SPEAKER_01I'd I'd say uh so like a basic character flaw that I've kind of I so um when I was younger, I kind of used to get not bullied, but I I noticed um people pointing out how I look. I used to have loads of spots, I used to be very self-conscious, I used to believe I was ugly. I said this in uh past podcast, and also um You're beautiful by the way. Thank you, thank you so much. I receive it, thank you. Um I used to feel like I always targeted. So let me give you uh a practical example. Even forming this group, even coming like just basic decisions.
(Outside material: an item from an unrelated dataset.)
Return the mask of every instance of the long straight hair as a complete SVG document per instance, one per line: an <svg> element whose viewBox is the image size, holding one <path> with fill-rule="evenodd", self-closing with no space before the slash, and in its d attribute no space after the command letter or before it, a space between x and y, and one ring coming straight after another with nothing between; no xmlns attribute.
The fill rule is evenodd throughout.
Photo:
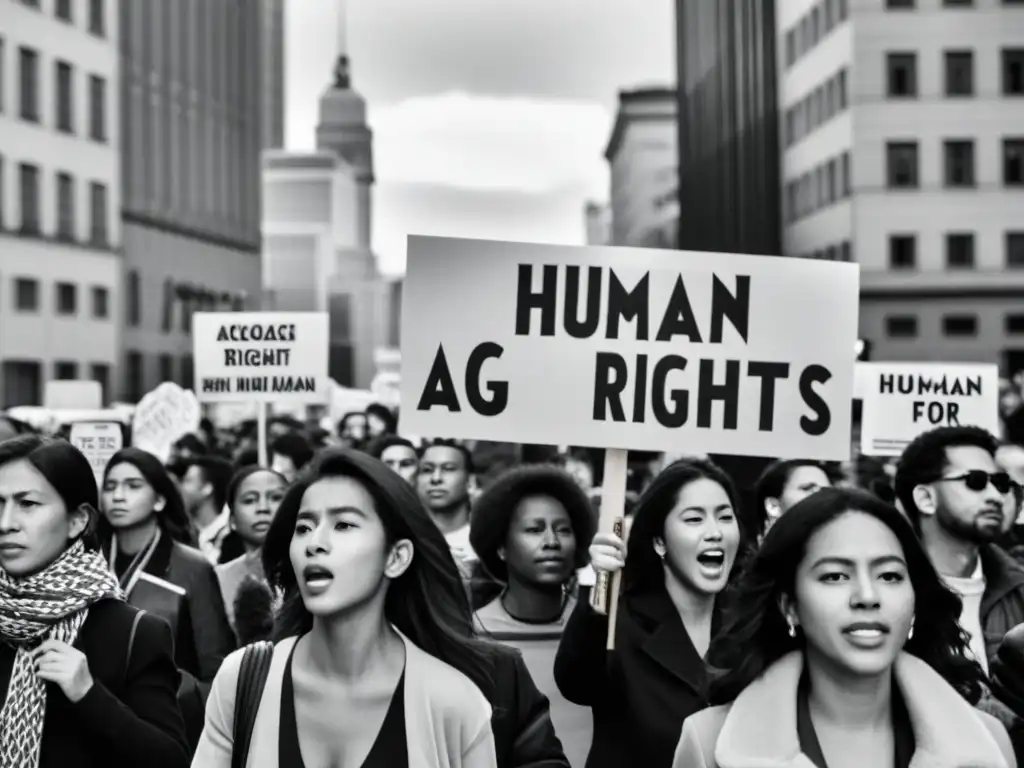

So we've got we've got a group chat, all our decisions, that's where we kind of touch base with this, and a lot of simple things I would feel like is a personal attack on myself. I'd eat very very easily offended, and everything was just personal. Just like we had a situation the other day, I had to sign some paperwork because this is a proper business. And in that paperwork, I'm reading everything, I'm scrutinizing everything, and in one part of my mind, I'm thinking this whole thing is written towards me. This is all about me like attacking me. And then we were going backwards and forwards, we were deliberating. I was like, no, I want this changed, I want that changed.
SPEAKER_05Because I all thought it was so you thought it was written to address you.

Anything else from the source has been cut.